Maka dalam hal berpakaian wanita muslimah tidak boleh di sertai dengan hiasan berlebihan, atau berkilauan agar menarik perhatian meskipun hal tersebut merupakan tradisi pernikahan. Dan juga dalam bertingkah laku tentu wanita muslimah harus menjaga adab. Tidak boleh tertawa terbahak-bahak, tidak boleh genit dan sebagainya.

Syarat Pakaian Muslimah
Meskipun bisa beraneka bentuk dan corak pakaian muslimah harus memenuhi persyaratan syariah. Sumber Unsplash

Islam pun tidak membatasi wanita berkreasi dalam membuat pakaiannya. Yang harus diperhatikan adalah syarat pakaian muslimah harus dipenuhi meskipun menggunakan kain yang berasal dari hasil kebudayaan semisal batik.

Untuk membuatnya pastikan corak yang dipilih tidak mencolok. Di berbagai pasar dan toko seperti Pasar Beringharjo Jogja banyak yang menjual pakaian wanita yang syar’i dari kain batik.

Ada yang mengatakan pakaian seseorang menggambarkan perilaku seseorang.

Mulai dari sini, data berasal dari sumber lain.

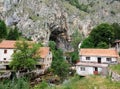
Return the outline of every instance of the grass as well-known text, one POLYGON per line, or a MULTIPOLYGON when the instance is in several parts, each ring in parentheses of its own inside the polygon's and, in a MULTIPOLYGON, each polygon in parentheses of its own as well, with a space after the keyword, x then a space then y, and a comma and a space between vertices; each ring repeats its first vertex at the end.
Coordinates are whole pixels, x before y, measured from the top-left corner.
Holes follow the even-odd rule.
POLYGON ((111 65, 110 69, 114 72, 117 72, 118 74, 120 74, 120 64, 117 65, 111 65))
POLYGON ((120 89, 120 82, 113 82, 102 76, 75 76, 63 84, 48 86, 45 89, 120 89))

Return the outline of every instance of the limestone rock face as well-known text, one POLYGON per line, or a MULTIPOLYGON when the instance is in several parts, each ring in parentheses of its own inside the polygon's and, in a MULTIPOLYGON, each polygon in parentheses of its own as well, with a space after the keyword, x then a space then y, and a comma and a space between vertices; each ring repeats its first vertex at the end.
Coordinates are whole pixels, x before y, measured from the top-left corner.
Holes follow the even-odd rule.
POLYGON ((120 23, 119 0, 79 0, 87 12, 76 8, 69 0, 1 0, 0 18, 8 26, 16 25, 23 36, 48 45, 54 40, 64 50, 70 50, 70 36, 76 29, 84 37, 97 24, 120 23))

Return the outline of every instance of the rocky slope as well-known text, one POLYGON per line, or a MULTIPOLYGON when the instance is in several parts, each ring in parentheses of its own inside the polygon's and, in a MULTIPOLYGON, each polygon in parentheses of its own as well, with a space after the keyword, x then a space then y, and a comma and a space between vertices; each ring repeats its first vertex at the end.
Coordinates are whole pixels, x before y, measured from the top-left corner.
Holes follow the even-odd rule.
POLYGON ((79 0, 87 11, 70 0, 0 0, 0 18, 16 25, 23 36, 47 45, 54 40, 70 50, 69 41, 76 29, 85 37, 97 24, 120 23, 120 0, 79 0))

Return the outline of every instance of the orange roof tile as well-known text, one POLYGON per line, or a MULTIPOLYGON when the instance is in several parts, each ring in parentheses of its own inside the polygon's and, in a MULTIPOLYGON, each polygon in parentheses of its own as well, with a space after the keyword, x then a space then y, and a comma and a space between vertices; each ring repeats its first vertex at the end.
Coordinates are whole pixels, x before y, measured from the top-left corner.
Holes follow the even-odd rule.
POLYGON ((115 49, 81 49, 79 55, 119 57, 119 54, 115 49))
POLYGON ((45 58, 49 54, 50 48, 49 47, 40 47, 39 53, 41 58, 45 58))

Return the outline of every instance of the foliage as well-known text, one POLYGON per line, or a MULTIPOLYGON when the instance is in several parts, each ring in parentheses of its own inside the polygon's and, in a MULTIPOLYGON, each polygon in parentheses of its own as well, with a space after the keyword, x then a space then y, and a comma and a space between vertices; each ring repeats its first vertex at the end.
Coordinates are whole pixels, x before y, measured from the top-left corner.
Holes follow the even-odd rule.
POLYGON ((120 39, 120 24, 118 23, 113 23, 112 24, 113 28, 114 28, 114 40, 116 39, 120 39))
POLYGON ((112 71, 117 72, 118 74, 120 74, 120 65, 111 65, 110 69, 112 69, 112 71))
POLYGON ((48 84, 45 81, 42 81, 39 85, 35 86, 34 89, 46 89, 48 84))
POLYGON ((76 63, 79 60, 79 53, 77 51, 70 53, 70 55, 71 55, 72 63, 76 63))
POLYGON ((55 42, 50 42, 49 46, 51 47, 53 53, 53 61, 51 68, 55 75, 58 75, 62 80, 64 80, 69 71, 69 64, 65 61, 63 57, 63 51, 61 49, 56 49, 55 42))
POLYGON ((79 53, 78 53, 78 45, 82 40, 82 35, 78 30, 75 30, 75 32, 72 34, 72 46, 74 48, 74 52, 70 53, 72 63, 76 63, 77 60, 79 60, 79 53))
POLYGON ((61 81, 67 78, 69 73, 69 64, 65 61, 63 52, 60 49, 56 50, 53 55, 51 68, 53 69, 53 73, 60 77, 61 81))
POLYGON ((10 29, 7 40, 18 40, 19 39, 19 32, 18 28, 15 27, 15 29, 10 29))
POLYGON ((75 30, 75 32, 72 34, 71 36, 72 38, 72 46, 75 50, 78 50, 78 45, 82 40, 82 35, 80 34, 80 32, 78 32, 78 30, 75 30))
POLYGON ((30 85, 25 78, 19 78, 0 82, 0 89, 30 89, 30 85))
POLYGON ((106 48, 109 47, 109 44, 114 40, 113 30, 113 27, 107 23, 98 25, 93 28, 88 38, 83 41, 81 48, 99 48, 101 43, 102 45, 104 43, 106 48))
POLYGON ((48 86, 46 89, 120 89, 120 82, 111 81, 102 76, 74 76, 66 83, 48 86))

Maka dari situlah Islam memberikan aturan berpakaian bagi muslimahnya dengan harapan bisa menjaga kehormatan muslimah itu sendiri. Maka bagi orangtua sangat penting mendidik anak perempuan dengan mengajarkan menutup aurat lebih dini lebih bagus lagi.